Case 1. A 34-year-old Filipino female presented with a three
month history of multiple bilateral tender red nodules
over the distal lower limbs [Fig 1]. She felt well with no
constitutional symptoms, no prior history of preceding infection,
tuberculosis exposure, or animal contact. She had migrated from the
Philippines five years ago. She had no smoking, alcohol or intravenous
drug use. Prior to this episode, she had no significant medical issues,
and was not on any medications or herbal supplements. On examination,
she had tender erythematous subcutaneous nodules on her lower limbs with
angular purpura [Fig 1]. There were bilateral ankle effusions, and
no other synovitis elsewhere. The abdomen was soft and non-tender.
Urinalysis, full blood count, biochemistry and creatinine kinase levels
were normal. Erythrocyte sedimentation rate (ESR) was 44 mm/hr (N
< 20 mm/hr), and C-reactive protein (CRP) 10 mg/dL (N
< 4 mg/dL). Antinuclear antibody, extractable nuclear antigen,
cryoglobulin, cryofibrinogen, rheumatoid factor, anticardiolipin
antibody, β-2 glycoprotein antibody, lupus anticoagulant, antineutrophil
cytoplasmic antibodies, hepatitis B, hepatitis C, HIV, measles, mumps,
and rubella were negative. The interferon gamma release assay was
negative. Incisional biopsy demonstrated fibrinoid necrosis of an
arteriole with a marked perivascular infiltrate composed of lymphocytes,
neutrophils, histiocytes and eosinophils, extending to the subcutis.
Histiocytes were inconspicuous and PUTT and ABPAS staining demonstrates
no pathogens. [Fig 2]. Whole body PET-CT and CT abdominal angiogram
showed no systemic vessel involvement, or end organ ischemia. Prednisone
40mg daily was commenced with normalisation of ESR, CRP, and complete
resolution of subcutaneous nodules after two weeks. Prednisone was
reduced and methotrexate commenced as a steroid-sparing agent.Case 2. A55-year old man was referred with a five month history
of right lower limb ulcer associated with sensory
changes in the lower limb. There were no constitutional symptoms or
other symptoms to suggest systemic disease. Examination demonstrated a
stellate ulcer with retiform purpura [Fig 3] and sensory deficit
along the sural nerve. Physical examination was otherwise unremarkable.

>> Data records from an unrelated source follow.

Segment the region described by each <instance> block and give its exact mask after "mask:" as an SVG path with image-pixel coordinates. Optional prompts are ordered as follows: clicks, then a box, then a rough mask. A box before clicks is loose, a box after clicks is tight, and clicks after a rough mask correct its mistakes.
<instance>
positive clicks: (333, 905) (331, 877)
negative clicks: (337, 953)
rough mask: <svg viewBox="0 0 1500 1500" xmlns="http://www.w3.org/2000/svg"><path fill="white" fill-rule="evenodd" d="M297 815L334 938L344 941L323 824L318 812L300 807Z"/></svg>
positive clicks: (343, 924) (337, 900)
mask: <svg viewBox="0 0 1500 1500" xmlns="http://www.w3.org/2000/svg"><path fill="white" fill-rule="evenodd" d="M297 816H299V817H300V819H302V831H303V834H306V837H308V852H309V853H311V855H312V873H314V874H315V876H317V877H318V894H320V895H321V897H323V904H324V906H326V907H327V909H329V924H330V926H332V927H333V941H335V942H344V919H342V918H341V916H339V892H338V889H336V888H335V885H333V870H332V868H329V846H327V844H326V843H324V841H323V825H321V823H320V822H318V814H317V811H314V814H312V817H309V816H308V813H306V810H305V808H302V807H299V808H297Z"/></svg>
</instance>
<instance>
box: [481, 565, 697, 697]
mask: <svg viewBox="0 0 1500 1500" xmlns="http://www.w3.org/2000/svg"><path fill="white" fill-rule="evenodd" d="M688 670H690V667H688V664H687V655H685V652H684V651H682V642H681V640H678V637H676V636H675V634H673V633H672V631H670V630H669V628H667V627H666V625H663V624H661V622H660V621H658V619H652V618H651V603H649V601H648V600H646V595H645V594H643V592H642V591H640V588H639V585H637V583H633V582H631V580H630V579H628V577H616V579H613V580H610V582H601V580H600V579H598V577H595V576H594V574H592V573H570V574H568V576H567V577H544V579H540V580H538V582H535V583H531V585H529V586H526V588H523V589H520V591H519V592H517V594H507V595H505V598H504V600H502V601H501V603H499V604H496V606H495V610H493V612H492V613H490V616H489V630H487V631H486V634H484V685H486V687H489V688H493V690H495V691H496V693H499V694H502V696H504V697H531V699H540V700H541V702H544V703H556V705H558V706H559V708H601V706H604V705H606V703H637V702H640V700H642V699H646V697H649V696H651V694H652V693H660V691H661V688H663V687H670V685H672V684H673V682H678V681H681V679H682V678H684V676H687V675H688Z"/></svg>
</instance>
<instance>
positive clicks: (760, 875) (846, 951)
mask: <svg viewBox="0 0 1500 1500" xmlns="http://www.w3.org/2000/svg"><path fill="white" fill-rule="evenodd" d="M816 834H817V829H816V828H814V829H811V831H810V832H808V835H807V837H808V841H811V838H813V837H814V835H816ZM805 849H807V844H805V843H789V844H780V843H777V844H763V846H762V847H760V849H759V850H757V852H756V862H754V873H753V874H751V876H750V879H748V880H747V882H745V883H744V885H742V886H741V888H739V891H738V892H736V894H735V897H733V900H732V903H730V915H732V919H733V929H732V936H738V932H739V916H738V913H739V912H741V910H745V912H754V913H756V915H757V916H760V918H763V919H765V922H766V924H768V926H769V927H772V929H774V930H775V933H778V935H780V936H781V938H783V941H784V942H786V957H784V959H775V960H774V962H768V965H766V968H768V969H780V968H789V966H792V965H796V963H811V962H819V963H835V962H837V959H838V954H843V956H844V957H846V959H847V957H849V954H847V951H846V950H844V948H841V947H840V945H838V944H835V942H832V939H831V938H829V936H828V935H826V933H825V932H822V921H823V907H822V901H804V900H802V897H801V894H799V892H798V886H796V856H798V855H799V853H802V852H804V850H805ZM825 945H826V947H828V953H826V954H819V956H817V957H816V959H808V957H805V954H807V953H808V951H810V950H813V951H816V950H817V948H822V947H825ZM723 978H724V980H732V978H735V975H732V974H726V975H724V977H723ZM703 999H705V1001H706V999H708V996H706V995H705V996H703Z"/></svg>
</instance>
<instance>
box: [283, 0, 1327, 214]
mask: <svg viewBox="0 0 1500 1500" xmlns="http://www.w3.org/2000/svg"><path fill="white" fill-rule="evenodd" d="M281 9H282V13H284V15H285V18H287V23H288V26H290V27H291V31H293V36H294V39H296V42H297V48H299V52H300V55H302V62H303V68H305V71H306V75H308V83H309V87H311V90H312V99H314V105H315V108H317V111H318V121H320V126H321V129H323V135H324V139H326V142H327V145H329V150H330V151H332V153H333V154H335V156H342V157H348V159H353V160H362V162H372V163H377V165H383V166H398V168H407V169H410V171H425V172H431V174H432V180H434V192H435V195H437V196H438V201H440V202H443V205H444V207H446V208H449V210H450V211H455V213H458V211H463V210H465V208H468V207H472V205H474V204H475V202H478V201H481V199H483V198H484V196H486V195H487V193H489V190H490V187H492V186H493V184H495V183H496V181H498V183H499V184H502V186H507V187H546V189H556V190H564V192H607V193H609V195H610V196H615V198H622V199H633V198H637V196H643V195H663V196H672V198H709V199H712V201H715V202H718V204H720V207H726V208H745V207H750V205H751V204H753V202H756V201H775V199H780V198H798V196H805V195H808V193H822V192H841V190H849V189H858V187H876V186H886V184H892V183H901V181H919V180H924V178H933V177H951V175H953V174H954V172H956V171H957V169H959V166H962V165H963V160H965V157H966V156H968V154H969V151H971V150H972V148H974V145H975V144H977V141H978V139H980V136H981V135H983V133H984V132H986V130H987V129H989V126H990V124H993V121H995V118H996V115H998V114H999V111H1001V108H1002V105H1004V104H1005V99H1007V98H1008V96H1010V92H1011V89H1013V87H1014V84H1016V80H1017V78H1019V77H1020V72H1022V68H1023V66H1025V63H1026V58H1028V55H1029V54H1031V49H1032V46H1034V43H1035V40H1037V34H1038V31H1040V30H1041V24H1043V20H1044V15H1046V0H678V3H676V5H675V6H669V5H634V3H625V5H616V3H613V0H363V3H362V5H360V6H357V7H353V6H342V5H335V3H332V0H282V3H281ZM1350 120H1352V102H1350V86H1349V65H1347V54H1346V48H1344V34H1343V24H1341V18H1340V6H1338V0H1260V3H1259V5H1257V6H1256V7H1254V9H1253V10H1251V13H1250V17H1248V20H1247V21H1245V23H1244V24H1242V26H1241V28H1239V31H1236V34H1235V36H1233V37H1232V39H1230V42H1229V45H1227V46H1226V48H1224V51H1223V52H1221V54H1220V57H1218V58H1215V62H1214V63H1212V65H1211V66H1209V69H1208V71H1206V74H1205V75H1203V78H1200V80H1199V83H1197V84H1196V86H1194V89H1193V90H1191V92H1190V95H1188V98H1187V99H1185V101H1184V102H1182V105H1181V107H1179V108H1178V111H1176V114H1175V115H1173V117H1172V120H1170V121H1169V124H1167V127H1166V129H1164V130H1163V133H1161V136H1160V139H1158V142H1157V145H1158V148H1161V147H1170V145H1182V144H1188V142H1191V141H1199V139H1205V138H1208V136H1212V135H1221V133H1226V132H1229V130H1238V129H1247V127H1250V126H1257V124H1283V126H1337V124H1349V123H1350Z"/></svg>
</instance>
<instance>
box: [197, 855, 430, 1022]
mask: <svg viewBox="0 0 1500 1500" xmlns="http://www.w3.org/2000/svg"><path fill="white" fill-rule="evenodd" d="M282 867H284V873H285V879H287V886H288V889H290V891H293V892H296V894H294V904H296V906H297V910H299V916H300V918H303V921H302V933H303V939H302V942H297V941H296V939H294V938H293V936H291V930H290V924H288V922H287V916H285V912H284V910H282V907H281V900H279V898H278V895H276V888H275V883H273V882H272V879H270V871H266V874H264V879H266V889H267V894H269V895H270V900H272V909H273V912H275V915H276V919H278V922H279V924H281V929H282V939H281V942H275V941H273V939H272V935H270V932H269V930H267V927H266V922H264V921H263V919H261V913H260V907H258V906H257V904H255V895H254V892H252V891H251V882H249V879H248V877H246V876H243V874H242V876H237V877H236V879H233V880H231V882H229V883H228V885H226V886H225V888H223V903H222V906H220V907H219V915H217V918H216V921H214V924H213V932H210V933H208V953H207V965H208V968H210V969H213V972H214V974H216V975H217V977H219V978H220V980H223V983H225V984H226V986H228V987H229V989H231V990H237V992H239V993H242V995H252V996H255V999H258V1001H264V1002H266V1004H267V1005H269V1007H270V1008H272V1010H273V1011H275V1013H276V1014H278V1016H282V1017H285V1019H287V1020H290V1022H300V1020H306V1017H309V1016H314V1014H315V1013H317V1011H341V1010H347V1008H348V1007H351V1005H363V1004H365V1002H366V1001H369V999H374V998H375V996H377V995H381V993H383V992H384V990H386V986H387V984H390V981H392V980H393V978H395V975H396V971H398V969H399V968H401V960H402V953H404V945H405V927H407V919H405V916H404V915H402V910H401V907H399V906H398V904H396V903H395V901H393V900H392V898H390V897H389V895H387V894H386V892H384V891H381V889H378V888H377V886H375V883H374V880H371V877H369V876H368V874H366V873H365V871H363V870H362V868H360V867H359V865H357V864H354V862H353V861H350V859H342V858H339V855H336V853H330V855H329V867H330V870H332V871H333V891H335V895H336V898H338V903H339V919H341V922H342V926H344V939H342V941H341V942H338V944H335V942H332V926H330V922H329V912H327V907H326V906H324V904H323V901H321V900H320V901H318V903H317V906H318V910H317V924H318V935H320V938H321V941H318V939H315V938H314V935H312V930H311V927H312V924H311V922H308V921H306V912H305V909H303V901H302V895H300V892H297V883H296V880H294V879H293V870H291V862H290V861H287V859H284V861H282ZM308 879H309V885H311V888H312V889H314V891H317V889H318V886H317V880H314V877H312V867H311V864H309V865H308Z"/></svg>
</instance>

An incisional biopsy demonstrated a prominent lymphohistiocytic
infiltrate of small to medium sized vessels in the deep dermis and
subcutis. A moderate lymphohistiocytic infiltrate was noted within
vessel walls with endarteritis obliterans, degenerate vessel walls and
fibrin thrombi with karyorrhexis in affected lumens. His investigations
showed normal urinalysis, blood count, urea, and electrolytes with no
features of systemic involvement on imaging. Nerve conduction studies
demonstrated isolated right common peroneal neuropathy with no evidence
of a generalised neuropathy or mononeuritis multiplex. The patient was
commenced on a tapering regime of prednisone 60mg daily, methotrexate
15mg weekly and colchicine 0.5 mg tds with resolution of the ulcer over
a period of months. The sensory deficit remained fixed. Follow-up one
year later showed no recurrence of symptoms or signs of vasculitis.